QS. 58. Al-Mujaadilah : 22.
"Kamu
tak akan mendapati kaum yang beriman pada Allah dan hari akhirat,
saling berkasih-sayang dengan orang-orang yang menentang Allah dan
Rasul-Nya, sekali pun orang-orang itu BAPAK-BAPAK, atau ANAK-ANAK atau
SAUDARA-SAUDARA atau pun KELUARGA mereka. Mereka itulah orang-orang yang
telah menanamkan keimanan dalam hati mereka dan menguatkan mereka
dengan pertolongan yang datang daripada- Nya. Dan dimasukan-Nya mereka
ke dalam surga yang mengalir di bawahnya sungai-sungai, mereka kekal di
dalamnya. Allah ridha terhadap mereka, dan mereka pun merasa puas
terhadap (limpahan rahmat)-Nya. Mereka itulah golongan Allah.

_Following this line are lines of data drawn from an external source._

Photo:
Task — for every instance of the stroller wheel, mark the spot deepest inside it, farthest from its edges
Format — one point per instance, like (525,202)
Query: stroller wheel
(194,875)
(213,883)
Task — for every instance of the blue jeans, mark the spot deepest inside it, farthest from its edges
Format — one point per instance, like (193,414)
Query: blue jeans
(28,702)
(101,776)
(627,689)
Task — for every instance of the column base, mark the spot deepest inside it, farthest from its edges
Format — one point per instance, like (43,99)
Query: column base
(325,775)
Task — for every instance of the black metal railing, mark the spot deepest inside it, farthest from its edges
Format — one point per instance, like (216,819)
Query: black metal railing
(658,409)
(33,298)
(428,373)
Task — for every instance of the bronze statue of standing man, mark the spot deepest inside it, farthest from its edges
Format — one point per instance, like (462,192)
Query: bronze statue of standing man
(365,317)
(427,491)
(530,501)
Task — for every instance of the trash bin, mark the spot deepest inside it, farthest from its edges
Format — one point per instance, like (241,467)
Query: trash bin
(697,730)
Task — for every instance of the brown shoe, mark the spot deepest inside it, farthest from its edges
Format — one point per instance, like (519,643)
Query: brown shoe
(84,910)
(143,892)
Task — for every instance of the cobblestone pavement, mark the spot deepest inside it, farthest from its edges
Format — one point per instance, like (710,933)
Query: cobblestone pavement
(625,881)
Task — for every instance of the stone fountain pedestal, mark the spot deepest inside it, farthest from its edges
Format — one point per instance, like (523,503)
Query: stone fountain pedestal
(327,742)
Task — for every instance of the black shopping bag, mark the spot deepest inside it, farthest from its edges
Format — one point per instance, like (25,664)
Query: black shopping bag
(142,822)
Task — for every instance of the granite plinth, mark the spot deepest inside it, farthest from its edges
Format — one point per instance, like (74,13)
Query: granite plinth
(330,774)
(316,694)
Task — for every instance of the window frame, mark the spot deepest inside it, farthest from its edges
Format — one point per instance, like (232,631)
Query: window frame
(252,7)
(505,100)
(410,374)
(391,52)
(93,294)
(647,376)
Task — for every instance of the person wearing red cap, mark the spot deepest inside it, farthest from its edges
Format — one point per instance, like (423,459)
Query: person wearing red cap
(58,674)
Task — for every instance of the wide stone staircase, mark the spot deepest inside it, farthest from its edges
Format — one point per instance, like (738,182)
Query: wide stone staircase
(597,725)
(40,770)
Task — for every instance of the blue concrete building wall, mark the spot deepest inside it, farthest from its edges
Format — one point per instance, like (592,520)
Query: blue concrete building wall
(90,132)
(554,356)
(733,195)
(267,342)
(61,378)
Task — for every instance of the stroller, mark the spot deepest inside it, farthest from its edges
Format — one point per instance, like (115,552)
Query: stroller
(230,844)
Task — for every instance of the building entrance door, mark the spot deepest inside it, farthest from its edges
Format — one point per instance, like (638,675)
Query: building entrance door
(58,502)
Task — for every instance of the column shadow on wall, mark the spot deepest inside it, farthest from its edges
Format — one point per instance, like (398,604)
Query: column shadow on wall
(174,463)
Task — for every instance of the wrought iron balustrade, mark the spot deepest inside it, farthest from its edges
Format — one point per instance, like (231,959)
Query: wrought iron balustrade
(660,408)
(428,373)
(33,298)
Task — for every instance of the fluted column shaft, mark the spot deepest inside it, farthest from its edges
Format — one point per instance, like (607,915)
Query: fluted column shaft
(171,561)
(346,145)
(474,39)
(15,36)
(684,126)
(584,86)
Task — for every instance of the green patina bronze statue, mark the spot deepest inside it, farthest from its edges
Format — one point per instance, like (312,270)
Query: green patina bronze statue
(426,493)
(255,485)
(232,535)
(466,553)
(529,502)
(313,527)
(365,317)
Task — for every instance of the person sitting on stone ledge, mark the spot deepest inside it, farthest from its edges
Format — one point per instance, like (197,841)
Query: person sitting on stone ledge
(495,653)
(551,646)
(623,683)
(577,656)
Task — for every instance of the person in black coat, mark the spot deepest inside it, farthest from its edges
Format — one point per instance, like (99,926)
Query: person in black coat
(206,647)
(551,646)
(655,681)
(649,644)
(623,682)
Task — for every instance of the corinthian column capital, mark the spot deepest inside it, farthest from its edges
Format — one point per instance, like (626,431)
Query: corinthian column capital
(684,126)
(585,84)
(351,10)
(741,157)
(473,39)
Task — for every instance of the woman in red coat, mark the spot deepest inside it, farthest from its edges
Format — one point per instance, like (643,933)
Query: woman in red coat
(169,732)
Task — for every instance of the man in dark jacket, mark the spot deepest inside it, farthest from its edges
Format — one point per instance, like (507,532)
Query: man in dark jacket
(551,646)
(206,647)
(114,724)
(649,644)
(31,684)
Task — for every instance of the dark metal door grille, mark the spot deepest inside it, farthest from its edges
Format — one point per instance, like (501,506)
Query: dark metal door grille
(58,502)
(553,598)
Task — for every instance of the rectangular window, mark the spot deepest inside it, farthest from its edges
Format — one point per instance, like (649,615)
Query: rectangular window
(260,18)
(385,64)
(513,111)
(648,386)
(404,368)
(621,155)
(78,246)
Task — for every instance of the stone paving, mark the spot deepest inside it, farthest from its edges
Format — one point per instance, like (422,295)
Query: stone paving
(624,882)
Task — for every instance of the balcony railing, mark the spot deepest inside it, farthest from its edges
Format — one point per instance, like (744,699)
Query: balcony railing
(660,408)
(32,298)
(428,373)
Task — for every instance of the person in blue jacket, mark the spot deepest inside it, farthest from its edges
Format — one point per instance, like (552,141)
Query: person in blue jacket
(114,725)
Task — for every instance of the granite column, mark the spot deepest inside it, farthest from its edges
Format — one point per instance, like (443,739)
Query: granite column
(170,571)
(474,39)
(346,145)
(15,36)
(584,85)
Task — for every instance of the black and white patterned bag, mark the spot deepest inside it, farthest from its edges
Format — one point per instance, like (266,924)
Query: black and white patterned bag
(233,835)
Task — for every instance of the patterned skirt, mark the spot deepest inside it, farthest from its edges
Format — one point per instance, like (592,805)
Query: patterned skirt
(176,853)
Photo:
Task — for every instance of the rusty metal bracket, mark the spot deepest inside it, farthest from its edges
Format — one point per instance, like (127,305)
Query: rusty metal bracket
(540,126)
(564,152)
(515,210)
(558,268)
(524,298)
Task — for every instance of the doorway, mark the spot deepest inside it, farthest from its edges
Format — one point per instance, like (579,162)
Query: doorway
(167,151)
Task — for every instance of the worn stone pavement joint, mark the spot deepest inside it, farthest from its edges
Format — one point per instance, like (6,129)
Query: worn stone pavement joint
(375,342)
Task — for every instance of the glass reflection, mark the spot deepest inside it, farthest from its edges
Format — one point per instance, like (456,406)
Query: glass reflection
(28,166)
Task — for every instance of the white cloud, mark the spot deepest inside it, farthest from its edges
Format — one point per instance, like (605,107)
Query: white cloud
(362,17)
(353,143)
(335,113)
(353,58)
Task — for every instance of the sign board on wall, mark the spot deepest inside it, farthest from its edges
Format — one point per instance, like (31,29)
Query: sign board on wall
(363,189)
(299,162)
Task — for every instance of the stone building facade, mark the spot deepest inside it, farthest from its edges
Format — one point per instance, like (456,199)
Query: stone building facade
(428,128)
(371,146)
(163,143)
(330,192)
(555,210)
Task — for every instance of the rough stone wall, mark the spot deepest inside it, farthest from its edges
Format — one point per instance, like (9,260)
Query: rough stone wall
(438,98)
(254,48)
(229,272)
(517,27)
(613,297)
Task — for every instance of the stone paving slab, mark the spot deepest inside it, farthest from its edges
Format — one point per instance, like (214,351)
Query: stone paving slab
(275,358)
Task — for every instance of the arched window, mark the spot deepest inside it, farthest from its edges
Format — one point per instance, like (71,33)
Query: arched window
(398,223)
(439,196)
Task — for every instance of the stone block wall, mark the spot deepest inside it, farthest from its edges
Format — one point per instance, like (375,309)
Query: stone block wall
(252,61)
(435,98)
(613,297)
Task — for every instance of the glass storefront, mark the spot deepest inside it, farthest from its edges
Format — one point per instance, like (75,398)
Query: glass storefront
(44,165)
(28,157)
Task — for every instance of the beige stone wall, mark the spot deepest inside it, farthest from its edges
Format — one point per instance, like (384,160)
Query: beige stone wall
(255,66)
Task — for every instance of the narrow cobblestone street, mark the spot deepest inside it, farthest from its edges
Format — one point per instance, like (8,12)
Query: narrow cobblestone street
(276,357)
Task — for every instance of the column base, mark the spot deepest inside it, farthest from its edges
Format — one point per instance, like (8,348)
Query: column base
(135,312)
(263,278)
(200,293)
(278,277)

Ketahuilah, bahwa sesungguhnya hizbullah itu adalah golongan yang
beruntung."
4. Al-Qur'an mengajarkan doa agar muslim tidak menjadi sasaran fitnah orang kafir
QS. 60. Al-Mumtahanah : 5.
"Ya
Tuhan kami, janganlah Engkau jadikan kami (SASARAN) FITNAH bagi
orang-orang kafir. Dan ampunilah kami ya Tuhan kami. Sesungguhnya
Engkaulah Yang Maha Perkasa lagi Maha Bijaksana."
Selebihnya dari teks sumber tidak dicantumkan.